Approaching home plate, our team was suffering a four game losing streak. Time for the pregame rule discussion with the other coach. Fine, he does not like loose balls scattered around the pitching rubber. I agreed to stuff the extra baseballs into my cargo shorts, while pitching. Thus the Baseball Butterfly Effect begins.
[Nugget of background… if a batted ball hits the pitching machine, it is declared a “dead ball” and runners advance one base. If it hits the coach operating the pitching machine, it is a redo and the pitch takes place again. Stupid rule difference? Yes. Was it in the rule book? Yes. Okay, settled.]

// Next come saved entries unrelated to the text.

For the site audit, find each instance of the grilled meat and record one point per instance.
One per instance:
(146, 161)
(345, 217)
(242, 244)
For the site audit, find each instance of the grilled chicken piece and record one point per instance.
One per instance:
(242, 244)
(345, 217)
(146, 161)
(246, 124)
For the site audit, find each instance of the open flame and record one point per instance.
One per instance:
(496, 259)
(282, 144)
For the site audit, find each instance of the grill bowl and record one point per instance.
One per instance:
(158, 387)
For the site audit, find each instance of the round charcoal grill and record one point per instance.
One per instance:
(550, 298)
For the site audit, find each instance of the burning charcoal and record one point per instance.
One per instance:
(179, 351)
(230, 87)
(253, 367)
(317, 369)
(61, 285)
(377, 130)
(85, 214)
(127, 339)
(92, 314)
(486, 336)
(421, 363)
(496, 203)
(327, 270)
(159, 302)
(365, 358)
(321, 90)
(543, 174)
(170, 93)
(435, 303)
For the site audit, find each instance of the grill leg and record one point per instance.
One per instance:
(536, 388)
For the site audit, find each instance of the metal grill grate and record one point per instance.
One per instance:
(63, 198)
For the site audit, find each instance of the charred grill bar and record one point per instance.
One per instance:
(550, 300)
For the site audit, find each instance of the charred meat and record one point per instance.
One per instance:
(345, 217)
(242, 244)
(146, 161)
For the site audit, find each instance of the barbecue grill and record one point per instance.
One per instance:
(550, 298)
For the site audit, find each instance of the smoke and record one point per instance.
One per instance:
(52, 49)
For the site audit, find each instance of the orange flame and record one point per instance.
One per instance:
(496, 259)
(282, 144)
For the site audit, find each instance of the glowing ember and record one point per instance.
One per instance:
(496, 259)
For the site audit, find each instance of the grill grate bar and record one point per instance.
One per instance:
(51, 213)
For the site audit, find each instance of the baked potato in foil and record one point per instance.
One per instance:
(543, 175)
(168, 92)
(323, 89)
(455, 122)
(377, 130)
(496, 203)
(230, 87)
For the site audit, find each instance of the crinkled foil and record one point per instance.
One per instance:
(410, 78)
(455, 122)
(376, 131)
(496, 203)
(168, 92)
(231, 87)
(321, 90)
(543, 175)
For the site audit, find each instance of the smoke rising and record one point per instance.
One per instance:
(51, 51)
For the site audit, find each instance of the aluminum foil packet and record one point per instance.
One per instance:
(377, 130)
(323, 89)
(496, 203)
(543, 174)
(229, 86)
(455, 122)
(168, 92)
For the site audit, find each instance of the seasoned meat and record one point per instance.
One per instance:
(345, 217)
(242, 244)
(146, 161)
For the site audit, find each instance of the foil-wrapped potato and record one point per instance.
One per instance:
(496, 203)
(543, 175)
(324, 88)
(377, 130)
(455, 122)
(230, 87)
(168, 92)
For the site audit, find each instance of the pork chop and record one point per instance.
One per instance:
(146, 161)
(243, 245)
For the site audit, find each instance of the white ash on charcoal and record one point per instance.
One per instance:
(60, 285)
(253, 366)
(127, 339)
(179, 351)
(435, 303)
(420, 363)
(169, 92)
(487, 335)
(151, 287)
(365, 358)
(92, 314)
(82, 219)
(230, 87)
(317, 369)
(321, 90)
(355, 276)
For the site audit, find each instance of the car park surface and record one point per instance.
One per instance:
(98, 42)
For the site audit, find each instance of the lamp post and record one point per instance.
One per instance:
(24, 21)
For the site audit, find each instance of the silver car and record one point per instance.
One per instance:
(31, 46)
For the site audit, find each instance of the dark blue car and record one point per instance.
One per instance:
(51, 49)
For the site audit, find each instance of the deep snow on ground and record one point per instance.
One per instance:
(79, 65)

Flash forward to the bottom of the sixth, the final inning. Our team is down by five runs. Bases are loaded. Two outs. Tying run is on deck. Two strikes. I pull back the arm of the pitching machine. The batter hits it swiftly up the middle. It looks like it will score a few runs. I pivot my hips. [The Baseball Butterfly Effect arrives…] The ball strikes my bulging front pocket that contains the many baseballs that the other coach requested that I stuff into my pants. The play is dead. The pitch would be played over again.

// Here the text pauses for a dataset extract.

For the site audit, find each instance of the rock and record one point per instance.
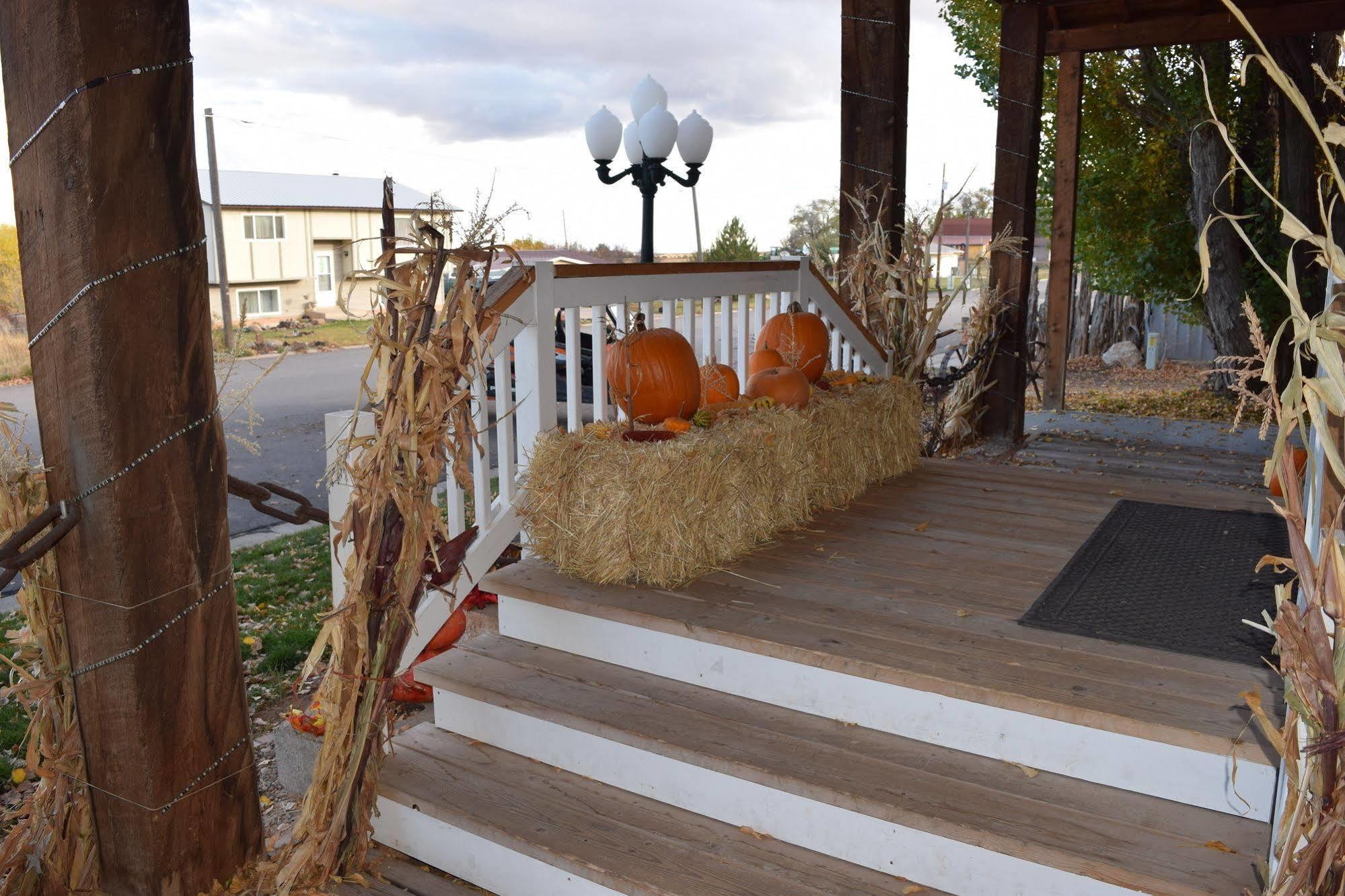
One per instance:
(296, 754)
(1122, 354)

I sighed. The other coach yells from the sidelines, “Nice job, coach.” Gosh, thank you for rubbing it in. I pull the lever again. The batter swings and misses. Strike three. Game over. Defeat number five in a row. Ugh. [The Baseball Butterfly Effect laughs in my face…]

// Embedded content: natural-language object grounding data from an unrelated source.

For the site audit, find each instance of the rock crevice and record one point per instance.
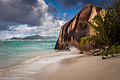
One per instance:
(72, 32)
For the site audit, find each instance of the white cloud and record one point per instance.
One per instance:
(49, 26)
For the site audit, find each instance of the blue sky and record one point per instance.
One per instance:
(20, 18)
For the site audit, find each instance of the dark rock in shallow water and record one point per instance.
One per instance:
(72, 32)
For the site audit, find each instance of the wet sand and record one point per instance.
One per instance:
(82, 68)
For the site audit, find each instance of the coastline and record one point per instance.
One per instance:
(35, 65)
(85, 68)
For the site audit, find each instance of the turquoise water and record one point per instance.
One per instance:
(12, 52)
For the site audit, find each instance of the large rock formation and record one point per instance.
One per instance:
(72, 32)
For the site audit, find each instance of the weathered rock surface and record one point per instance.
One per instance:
(72, 32)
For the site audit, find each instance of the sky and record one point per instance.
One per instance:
(20, 18)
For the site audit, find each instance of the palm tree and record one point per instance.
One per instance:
(106, 32)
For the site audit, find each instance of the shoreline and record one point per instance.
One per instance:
(85, 68)
(35, 65)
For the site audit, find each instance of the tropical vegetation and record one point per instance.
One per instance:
(107, 30)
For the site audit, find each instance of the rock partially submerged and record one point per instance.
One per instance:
(72, 32)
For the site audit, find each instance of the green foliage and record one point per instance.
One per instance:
(107, 30)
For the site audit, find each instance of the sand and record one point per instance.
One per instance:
(83, 68)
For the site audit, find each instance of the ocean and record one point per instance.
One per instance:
(25, 58)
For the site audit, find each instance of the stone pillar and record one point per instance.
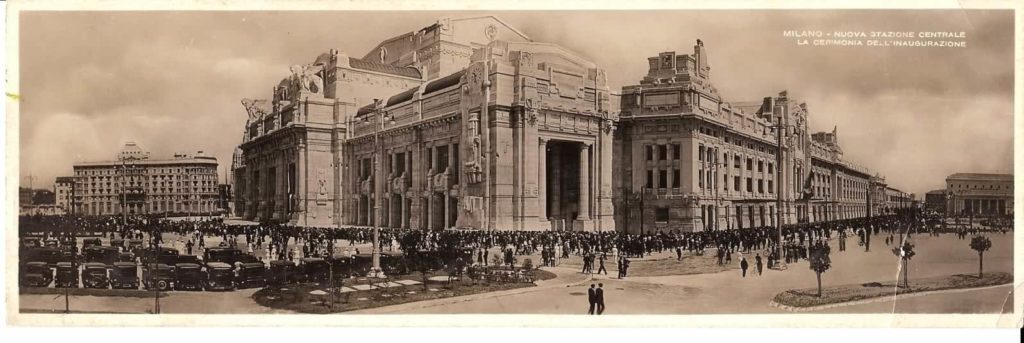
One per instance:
(542, 184)
(584, 183)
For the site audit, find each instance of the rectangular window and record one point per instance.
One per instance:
(662, 214)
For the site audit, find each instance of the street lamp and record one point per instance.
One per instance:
(778, 127)
(380, 117)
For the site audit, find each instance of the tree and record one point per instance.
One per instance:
(819, 261)
(980, 244)
(905, 252)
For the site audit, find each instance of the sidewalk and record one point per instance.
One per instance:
(565, 277)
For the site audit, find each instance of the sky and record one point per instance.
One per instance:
(172, 81)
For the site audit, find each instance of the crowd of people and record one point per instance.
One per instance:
(288, 242)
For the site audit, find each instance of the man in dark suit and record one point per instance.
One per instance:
(592, 298)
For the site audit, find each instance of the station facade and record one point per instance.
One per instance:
(470, 124)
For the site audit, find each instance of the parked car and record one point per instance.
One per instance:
(224, 255)
(188, 276)
(91, 243)
(36, 273)
(281, 272)
(252, 274)
(94, 275)
(67, 275)
(124, 275)
(158, 275)
(104, 255)
(49, 255)
(219, 276)
(313, 269)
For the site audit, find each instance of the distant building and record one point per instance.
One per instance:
(936, 201)
(62, 189)
(976, 194)
(136, 184)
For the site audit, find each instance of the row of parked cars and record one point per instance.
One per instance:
(118, 265)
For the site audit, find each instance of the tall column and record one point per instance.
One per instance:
(542, 184)
(584, 183)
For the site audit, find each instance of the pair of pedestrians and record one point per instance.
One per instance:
(596, 298)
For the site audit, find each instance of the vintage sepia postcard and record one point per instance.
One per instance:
(586, 165)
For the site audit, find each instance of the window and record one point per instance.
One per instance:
(662, 214)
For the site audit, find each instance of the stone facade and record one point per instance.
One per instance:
(137, 184)
(975, 194)
(452, 126)
(62, 188)
(687, 160)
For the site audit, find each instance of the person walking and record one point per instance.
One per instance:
(743, 265)
(591, 298)
(757, 263)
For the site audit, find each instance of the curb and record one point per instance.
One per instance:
(472, 297)
(790, 308)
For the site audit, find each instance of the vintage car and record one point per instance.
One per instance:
(49, 255)
(124, 275)
(188, 276)
(94, 275)
(32, 242)
(224, 255)
(252, 274)
(134, 245)
(160, 255)
(36, 273)
(312, 269)
(91, 243)
(67, 275)
(158, 275)
(219, 276)
(281, 272)
(186, 259)
(105, 255)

Getting into the car, I drive directly to Dairy Queen, because nothing erases the bad taste of defeat like ice cream. Licking our Blizzards, as my children and I return to the car, I glance back at the restaurant. In the two minutes between us arriving and receiving our order, the line had grown from two people to about forty. Our timing had been perfect.
Baseball game tonight, defeat. Timing at the ice cream stand, victory. Overall, I’ll call the night a win.